Understanding these different technologies, we will find that each has different trade-offs. For example, native Rollups have many of the same weaknesses in terms of composability as regular Rollups: you cannot send a single transaction to perform operations across multiple Rollups synchronously, as you can with contracts on the same L1 (or L2). Increasing the gas limit would weaken other benefits that can be achieved through simplified L1 verification, such as increasing the proportion of users running validation nodes and increasing the number of solo stakers. Depending on the implementation, making specific operations in the Ethereum Virtual Machine (EVM) cheaper may increase the overall complexity of the EVM.

Any major question that needs to be answered by any L1 scaling roadmap is: what are the ultimate visions of L1 and L2 respectively? Obviously, it is absurd to put all content on L1: potential use cases may involve hundreds of thousands of transactions per second, which would make L1 completely unable to verify (unless we adopt the native Rollup approach). But we do need some guiding principles to ensure that we do not end up in a situation where Gas limits are increased by 10 times, severely compromising the Decentralization of the ETHereum L1.

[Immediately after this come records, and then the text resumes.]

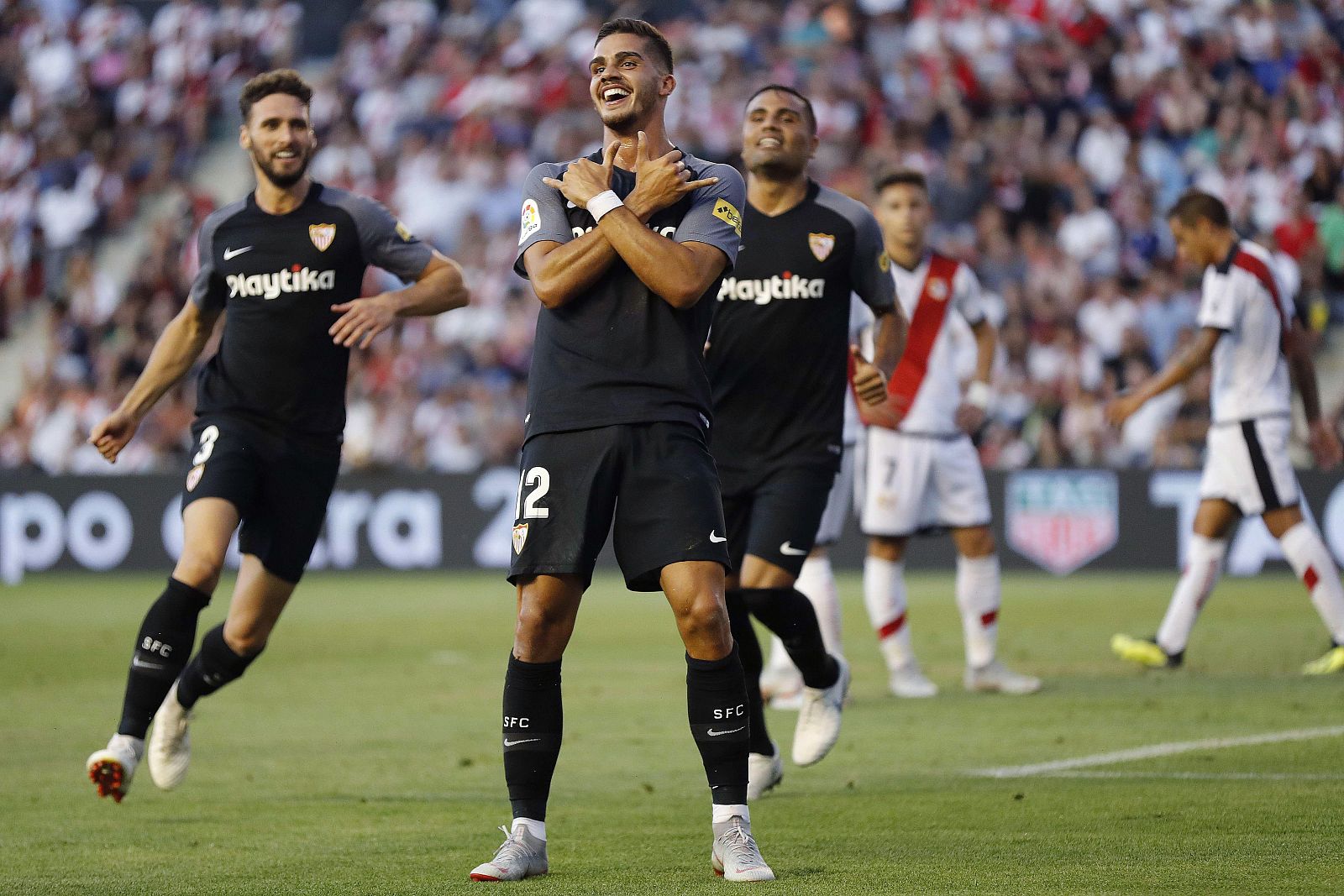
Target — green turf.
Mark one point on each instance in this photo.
(360, 754)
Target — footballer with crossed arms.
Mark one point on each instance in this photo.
(625, 250)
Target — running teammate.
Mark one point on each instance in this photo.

One viewpoint on the division of labor between L1 and L2

How to interact with other parts of the roadmap?

Bringing more users into L1 not only means improving scalability, but also improving other aspects of L1. This means that more MEV will stay on L1 (rather than just becoming an issue for L2), making the need to address MEV more urgent. This will greatly increase the value of fast slot times on L1. At the same time, it also heavily relies on the smooth operation of L1 (the Verge) validation.